Saturday, April 19, 2003

only a moment to post but this seemed worth stopping for:

"In life there is bueno and there is malo. If you do not find enough of the good, you must yourself create it. ... ... ... Remember this thing - any small goodness is of value."

-from 'Any Small Goodness' by Tony Johnston

Friday, April 18, 2003

WARNING: EXTREME SERIOUSNESS ALERT.

It’s been a weird week. Among other things, I’ve discovered the heart of the reason why I can’t live with anyone. It’s a bit disturbing, but at the same time, it’s ME, and I like me and understand me, so… the world, myself include, has to just like it or lump it*.
It seems that my need for isolation is more than just a spiritual, mental thing. I’ve always had a lot of fear-driven anger. The hyper-vigilance that comes from being a victim of abuse for the first 20 years of ones’ life instills a sub-conscious and “unpredictable” (but obvious) pattern of reactions to any given situation. Anytime anyone else comes into my space, no matter where I am, my brain gives signals to my body – I actually ALWAYS have to THINK about how I hug someone. It is always an awkward process (except maybe with Aunt Sue and dad, my oldest, safest hugs). When I enter a new place, without even really being aware of it, I “case” it for dangerous looking people and escape routes. I notice all ‘odd’ things, I remember numbers, times, descriptions – just in case. It seems sad, sometimes it feels sad, but is completely ingrained in me, it has kept me alive, and it is quite interesting to have a mind like this – IF it has a safe place to rest and doesn’t get ‘carried away’.
My home has been now, for years, my sanctuary. The one place where I felt both secure and could just be as, well, WHATEVER as I wanted to be. When I discovered that my neighbor was
watching me, stalking me, I suppose, I nearly went over the edge. I was no longer safe. I no longer had a space for the all of me, a place where I could lay down my sword and shield for a few hours.
Then, a friend moved in, and – and though that should have counter-acted the fear of this neighbor’s intrusion, he was just a possibility (of intrusion and danger). Now I have another presence in my cave all the time. It is like being a kid again… guarding my privacy, listening for every sound, pretending to be asleep, desperately trying to find any way possible to be alone, even if it is just within my head. I didn’t realize how badly it was affecting me until three incidents occurred this week.
The first was when I had to move my own refrigerator in order to unplug the fan I carry around the house. Part of it was that I was EXTREMELY tired, and frustrated at having to do this, the other part was that my house-mate, in trying to be helpful, had pried open the window DIRECTLY across from my bedroom and put the fan there. I am vulnerable because of this window – I hate to sleep (or do ANYTHING with closed doors, I don’t even like to close the stalls in public bathrooms…) behind closed doors – and this window faces the side yard nearest to the public road, with a direct view into my room. So in order to close this window, I had to go to a good deal of effort. Before I knew what I’d done, I’d hit the window frame so hard that my knuckles are still bruised, and I missed the window by inches.
Then on Monday night, I was with a Gentleman Friend, of many years’ acquaintance. We were having a nice evening, getting skwoochy, and then – in an awkward moment – he laughed, and I thought he was laughing at me. Without ANY thought at all, I felt my anger and “cagedness” spring out of me, and I hurt him. I have never hurt him before, and have not done anything like that in years. Let me add, just for the record, that he was a gentleman, even then. He was not angry, heartbreakingly, he admitted that he was simply scared.
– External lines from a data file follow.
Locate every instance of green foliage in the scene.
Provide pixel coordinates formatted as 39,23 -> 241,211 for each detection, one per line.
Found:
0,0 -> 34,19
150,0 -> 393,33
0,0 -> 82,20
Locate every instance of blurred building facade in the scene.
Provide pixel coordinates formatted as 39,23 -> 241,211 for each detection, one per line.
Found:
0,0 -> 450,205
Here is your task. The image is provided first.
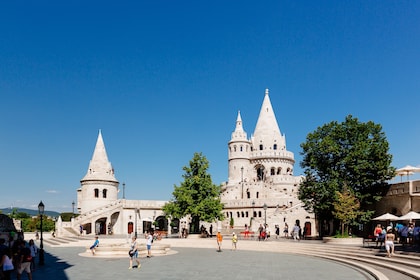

The following morning, I was at my local convenience store, paying for gas, when a man who works there came up behind me and put his arms around my neck. He’s a VERY big man – and he is married with children. I have confronted him VERY clearly, publicly, and not in a “sweet way” about touching me and LEANING on me before. The last time was LOUD, in the McD's.
When he surprised me this way on Tuesday morning, I snapped again, and within seconds, I had pinned his hands, kicked him twice, ducked under his arms and punched him three times in the ribs. I realized what was happening in time to pull the punches somewhat, but I was utterly humiliated and very angry. (But I was also RIGHT.) This has happened to me before, but not for years, and always in moments of real fear or pain. To have three incidents like this in just three days is something I can't rationalize**. Someone close and dear to me has been struggling with something similar for years and now I am
beginning to understand.
Take time for yourselves people. Take time to unwind, do WHATEVER YOU NEED TO DO to have your own space. Do not ignore your hurt monkey self, or you might end up hurting someone else.
Wish me peace and luck.
-s

*what an odd expression. I’ve always liked and used it, though.
**that is the worst pun i've ever accidentally written.